British-American, which sounds pretty stupid...

It doesn't sound stupid to me, quite the opposite.

I have long thought that we should make it a practice to hyphenate every stream that fed "America." That change in the language might help reframe how we all think of ourselves in the US, and make it harder (she said, Pollyanna-ishly) to get away with the notion that there are "real" Americans (white, Anglo, etc.) and the rest of us.

I often pause at the challenge of how to explain my parents ethnically. Easy enough to call my dad "Italian-American," since both his parents were immigrants from Italy. Like you, lj, I could say that my mom was "English-American," but that doesn't really get at the deeper challenge of the cultural divide in my upbringing, which had more to do with temperament, and religion (Catholic/Baptist), and the culture of recent immigrants vs the culture (and standing, even though they were so poor) of people whose lines of ancestry had been here for ten generations. Sometimes I say my mother was from "old American" stock, which gets at something central (if not always healthy) in their sense of who they are.

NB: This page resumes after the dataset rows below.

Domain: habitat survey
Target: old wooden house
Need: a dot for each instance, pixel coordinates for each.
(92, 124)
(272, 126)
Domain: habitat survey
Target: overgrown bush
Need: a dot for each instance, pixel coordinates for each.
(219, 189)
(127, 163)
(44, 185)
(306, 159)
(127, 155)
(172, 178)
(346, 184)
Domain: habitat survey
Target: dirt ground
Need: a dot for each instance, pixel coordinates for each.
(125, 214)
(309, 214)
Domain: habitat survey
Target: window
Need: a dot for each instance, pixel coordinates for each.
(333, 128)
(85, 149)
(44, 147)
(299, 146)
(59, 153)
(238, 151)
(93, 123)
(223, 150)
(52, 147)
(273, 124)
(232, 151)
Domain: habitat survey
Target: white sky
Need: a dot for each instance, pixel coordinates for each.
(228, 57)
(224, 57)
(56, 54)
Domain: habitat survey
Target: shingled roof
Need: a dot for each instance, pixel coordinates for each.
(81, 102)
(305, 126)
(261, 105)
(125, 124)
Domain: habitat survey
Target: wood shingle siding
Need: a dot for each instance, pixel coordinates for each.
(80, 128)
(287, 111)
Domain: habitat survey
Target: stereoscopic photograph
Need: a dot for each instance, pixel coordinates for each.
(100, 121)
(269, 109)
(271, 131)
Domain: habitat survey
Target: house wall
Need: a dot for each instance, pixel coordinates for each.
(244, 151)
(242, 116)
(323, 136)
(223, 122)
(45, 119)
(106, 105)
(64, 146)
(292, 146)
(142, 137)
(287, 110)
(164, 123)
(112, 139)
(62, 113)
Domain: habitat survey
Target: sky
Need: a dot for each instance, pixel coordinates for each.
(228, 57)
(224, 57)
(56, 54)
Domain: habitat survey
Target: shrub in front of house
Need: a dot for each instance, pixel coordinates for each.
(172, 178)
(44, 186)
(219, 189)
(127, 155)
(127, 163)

Hey lj, aren't you also American-Japanese? Or Japanese-American-Japanese?


This is just too much fun not to play!

- marginally left handed. But sufficiently ambidextrous that I have no trouble adapting to the fact that the world (including our written-left-to-right language**) is designed for right handers.
- cisgender, and somewhat incomprensive of other varieties. Intellectually, I know other orientations occur, but I just don't "get it."
- vanilla American of northern Europen ancestry (basically Viking descended English and Swedish). Or so I thought, until a couple of years ago, when my siblings gave me one of those DNA ancestry tests. Then I discover: 1/8 Ashkenazi -- and none of us had a clue (still don't know which great-grandparent was Jewish).
- technologist (i.e. computers). But not actually a technophile -- makes my boss wonder how I ever blundered into the business, especially back in the day. More likely to curl up with a book than a computer.
- retired martial artist, if you call sword fighting a martial art.
- originally a country boy. And still prefer living where there's elbowroom.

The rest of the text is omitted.